If the state of U.S. politics ever gets too depressing to handle, you can always cast a glance across the Atlantic and remind yourself that it’s not exactly all sweetness and light in the old country, either. Why, just this week the Telegraph revealed that lazy British civil servants had used taxpayer money to play Grand Theft Auto online!
Pearls audibly clutched, the Telegraph describes GTA Online as “a violent video game involving shooting, driving fast cars and evading the police.” The story continues in this vein, gasping that “civil servants joined the game’s players through the internet, and spoke to them about their experience while taking part in GTA ‘missions’. Examples of the missions include stealing from a jewellery shop, detonating a bomb to kill the chief executive of a major company, and driving prostitutes to their clients within a specific time limit.”
The shame of it all! How did the Telegraph manage to get a hold of such a scoop?? Er, well, the paper claims to have “uncovered” the blog post that serves as its source, although it doesn’t bother to link to the post in question—perhaps because it transpires that Policy Lab, the experimental U.K. government unit responsible for the GTA project, has had a publicly available website throughout its decade-long lifetime. It also turns out, amusingly, that despite existing to pioneer outside-the-box, “people-centered” policies, the body isn’t even the product of the kind of naive liberalism the Telegraph tends to vilify. It was set up under the Conservative/Liberal Democrat coalition in 2014, as a result of a civil service reform plan published two years earlier.
The offending blog post itself was most likely this one, published in December 2024. The timing means that this would be less a case of the Telegraph’s fearless journalists doggedly “uncovering” information and more of them “noticing something that had been sitting on the internet for 18 months.” And on actually reading the post, it turns out—shockingly!—that the story isn’t quite what the Telegraph is making out.
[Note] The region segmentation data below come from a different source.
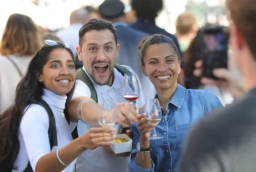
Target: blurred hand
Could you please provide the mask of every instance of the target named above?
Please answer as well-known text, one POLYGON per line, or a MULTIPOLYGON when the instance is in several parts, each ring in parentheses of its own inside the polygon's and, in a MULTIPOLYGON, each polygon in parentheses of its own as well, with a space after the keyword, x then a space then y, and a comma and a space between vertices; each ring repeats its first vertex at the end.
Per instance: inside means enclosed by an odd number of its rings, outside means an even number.
POLYGON ((133 138, 133 133, 131 130, 128 130, 126 131, 126 134, 132 139, 133 138))
POLYGON ((142 140, 146 140, 150 138, 151 131, 156 126, 155 124, 151 123, 150 119, 145 118, 146 116, 146 114, 140 114, 139 116, 139 120, 137 124, 142 140))
POLYGON ((100 146, 108 146, 114 143, 116 129, 114 128, 90 128, 80 137, 85 150, 95 149, 100 146))
MULTIPOLYGON (((244 92, 243 78, 232 54, 230 55, 230 54, 228 61, 228 69, 219 68, 213 71, 213 75, 216 77, 224 80, 216 80, 202 77, 201 82, 204 85, 219 87, 223 89, 230 92, 234 98, 238 98, 244 92)), ((196 69, 194 71, 194 76, 201 77, 202 64, 202 61, 201 60, 196 62, 196 69)))
POLYGON ((128 127, 133 123, 138 121, 139 115, 136 106, 126 102, 116 105, 117 119, 116 123, 124 127, 128 127))

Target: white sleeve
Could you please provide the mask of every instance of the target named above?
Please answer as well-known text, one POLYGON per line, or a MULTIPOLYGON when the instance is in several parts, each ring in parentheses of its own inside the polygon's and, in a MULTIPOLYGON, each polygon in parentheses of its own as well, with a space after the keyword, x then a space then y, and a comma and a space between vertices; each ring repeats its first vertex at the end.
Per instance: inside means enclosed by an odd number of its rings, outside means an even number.
MULTIPOLYGON (((133 70, 132 70, 132 69, 131 67, 125 65, 122 65, 122 66, 123 66, 127 70, 130 71, 131 73, 136 75, 136 73, 133 71, 133 70)), ((140 87, 140 91, 138 98, 138 107, 139 108, 141 108, 145 105, 145 100, 144 100, 143 92, 142 92, 142 84, 140 83, 140 81, 139 80, 139 84, 140 87)))
POLYGON ((40 105, 32 104, 21 119, 20 130, 34 171, 39 159, 51 152, 48 128, 46 110, 40 105))
POLYGON ((91 97, 91 91, 88 86, 82 81, 77 79, 71 101, 79 97, 91 97))

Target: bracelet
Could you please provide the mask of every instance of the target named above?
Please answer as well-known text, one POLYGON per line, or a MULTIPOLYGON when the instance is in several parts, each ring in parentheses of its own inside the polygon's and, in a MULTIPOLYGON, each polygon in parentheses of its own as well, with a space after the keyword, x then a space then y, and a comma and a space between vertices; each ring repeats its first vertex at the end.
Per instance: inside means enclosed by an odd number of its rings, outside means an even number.
POLYGON ((60 157, 59 157, 59 149, 58 149, 57 150, 57 152, 56 153, 56 154, 57 155, 58 159, 63 166, 64 166, 65 167, 67 167, 67 165, 64 164, 64 162, 62 162, 62 161, 60 159, 60 157))

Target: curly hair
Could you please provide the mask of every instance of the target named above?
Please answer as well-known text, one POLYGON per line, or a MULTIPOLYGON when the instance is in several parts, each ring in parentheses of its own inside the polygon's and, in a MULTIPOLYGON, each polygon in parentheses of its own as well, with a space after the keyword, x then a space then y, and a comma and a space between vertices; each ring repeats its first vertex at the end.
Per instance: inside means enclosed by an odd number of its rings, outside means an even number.
POLYGON ((158 13, 163 9, 163 0, 131 0, 131 5, 140 19, 154 22, 158 13))

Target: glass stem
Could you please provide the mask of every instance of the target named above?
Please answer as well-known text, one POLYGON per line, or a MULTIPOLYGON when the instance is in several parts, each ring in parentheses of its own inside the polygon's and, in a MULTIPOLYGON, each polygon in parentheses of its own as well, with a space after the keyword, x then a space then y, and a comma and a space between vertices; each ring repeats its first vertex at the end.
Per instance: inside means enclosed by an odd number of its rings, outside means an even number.
POLYGON ((155 127, 154 127, 154 136, 156 136, 156 131, 155 131, 155 127))

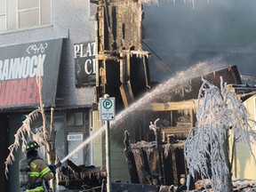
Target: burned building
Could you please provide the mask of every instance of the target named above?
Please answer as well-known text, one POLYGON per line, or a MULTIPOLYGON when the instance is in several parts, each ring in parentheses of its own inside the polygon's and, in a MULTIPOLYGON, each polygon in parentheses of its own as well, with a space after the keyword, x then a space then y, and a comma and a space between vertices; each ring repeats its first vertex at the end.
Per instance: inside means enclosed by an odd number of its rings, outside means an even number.
MULTIPOLYGON (((219 59, 216 61, 215 56, 221 58, 223 54, 225 67, 236 64, 239 71, 245 73, 245 68, 250 68, 251 76, 255 72, 251 64, 255 60, 256 33, 251 19, 255 18, 256 12, 255 3, 251 0, 243 4, 231 0, 196 4, 181 0, 176 0, 175 4, 174 1, 159 1, 158 5, 148 1, 28 2, 0 0, 0 132, 4 143, 0 147, 0 188, 5 191, 19 188, 18 164, 10 167, 8 180, 4 179, 4 164, 14 133, 26 115, 39 104, 33 76, 38 58, 44 60, 43 100, 48 120, 51 108, 54 108, 60 159, 102 127, 98 108, 99 99, 105 93, 116 99, 116 112, 121 113, 176 72, 198 61, 208 61, 209 58, 217 66, 223 62, 219 59), (236 13, 239 11, 244 14, 236 13), (244 20, 244 15, 250 20, 244 20), (223 18, 225 22, 218 28, 223 18), (23 60, 24 68, 14 68, 23 60), (30 71, 25 70, 27 66, 33 66, 30 71), (16 71, 9 72, 8 68, 16 71)), ((209 72, 214 71, 211 69, 209 72)), ((233 76, 228 83, 237 84, 233 69, 228 70, 233 76)), ((214 76, 214 73, 210 76, 214 76)), ((200 78, 196 81, 200 84, 200 78)), ((154 140, 153 131, 148 131, 149 122, 160 117, 166 120, 162 130, 164 140, 171 133, 177 138, 186 137, 188 127, 195 125, 191 99, 195 99, 196 91, 189 92, 190 85, 186 81, 182 89, 175 87, 177 94, 159 95, 152 103, 131 112, 128 118, 121 117, 122 124, 113 124, 113 180, 130 180, 123 143, 127 127, 131 142, 154 140)), ((39 117, 32 128, 41 125, 39 117)), ((100 135, 70 160, 78 165, 105 165, 104 144, 100 135)), ((16 159, 21 156, 21 153, 16 154, 16 159)))

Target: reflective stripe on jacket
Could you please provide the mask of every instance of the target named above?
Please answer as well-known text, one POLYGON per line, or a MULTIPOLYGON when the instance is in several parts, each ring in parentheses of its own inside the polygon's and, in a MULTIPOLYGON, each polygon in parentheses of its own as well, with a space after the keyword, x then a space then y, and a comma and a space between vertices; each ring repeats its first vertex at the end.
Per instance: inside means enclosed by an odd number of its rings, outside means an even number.
POLYGON ((29 164, 29 182, 31 187, 26 192, 43 192, 43 180, 50 180, 53 178, 53 173, 41 158, 36 158, 29 164), (33 188, 35 185, 35 188, 33 188))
First, the researchers were actually inspired by a project called Grand Theft Hamlet, wherein two actors tried to develop a full production of Hamlet within GTA Online. Despite the reader clearly being led to understand that civil servants were involved in virtual thefts, murders and big pimpin’, a careful word-by-word examination of the copy provides an alternative meaning, which is that these are in fact generic examples of missions with which GTA Online participants might be presented. #journalism, folks.
And look, whatever you think of the merits and methodology of the actual GTA project, it’s hard to fault the philosophy behind it. There’s long been a fundamental disconnect between the world of new technology and the world of politics, largely because the most eager adopters of the former tend to be young, and the denizens of the latter tend to be relatively old. This results in a situation where legislators are tasked with regulating technology that they neither use nor understand.
With that in mind, governments should be encouraged in attempts to better understand how people use technology and to figure out how to meet people where they are. This appears to have been the goal behind the GTA project. The 2024 Policy Lab blog post explains that its aim was to explore how engaging with people within “the metaverse” could “deepen our understanding of policy issues and engage communities who traditional methods may struggle to access.” (Just to be clear, the authors interpret the term “metaverse” in a fairly loose sense—they use it a as blanket term for “any virtual worlds where people connect socially, usually within a 3D digital space,” a definition that encompasses games like Fortnite and GTA Online in addition to Mark Zuckerberg’s legless horrorshow.)
The Telegraph’s story mentions none of this. Instead, it throws in a few shots at other Policy Lab projects and then moves onto the real business at hand: a professionally outraged quote from Mike Wood, the shadow Cabinet Office minister, who bleats, “Hard-working families will be in disbelief that their taxes are bankrolling this nonsense.” (You can tell Wood is still learning his craft by his failure to crowbar a “think of the children” angle into his quote, but he’ll get there.)
In summary, then, the story is a lazy piece of outrage bait. Its wording and framing of the actual event is disingenuous at best and deceptive at worst. It provides no context for its subject—how large is Policy Lab’s budget, for example? How much did the GTA project cost? And how many Boris Johnson wine suitcases does that cost equate to?
Perhaps most depressingly, it also contains the obligatory quote from a browbeaten Labour spokesperson: “Ministers did not sign off these projects and don’t want to see taxpayers’ money wasted on video games when there are bigger problems the public care about.” In other words, the whole sorry business is a prime example of how the conservative media sausage is made. Outrage, heartstrings, repeat.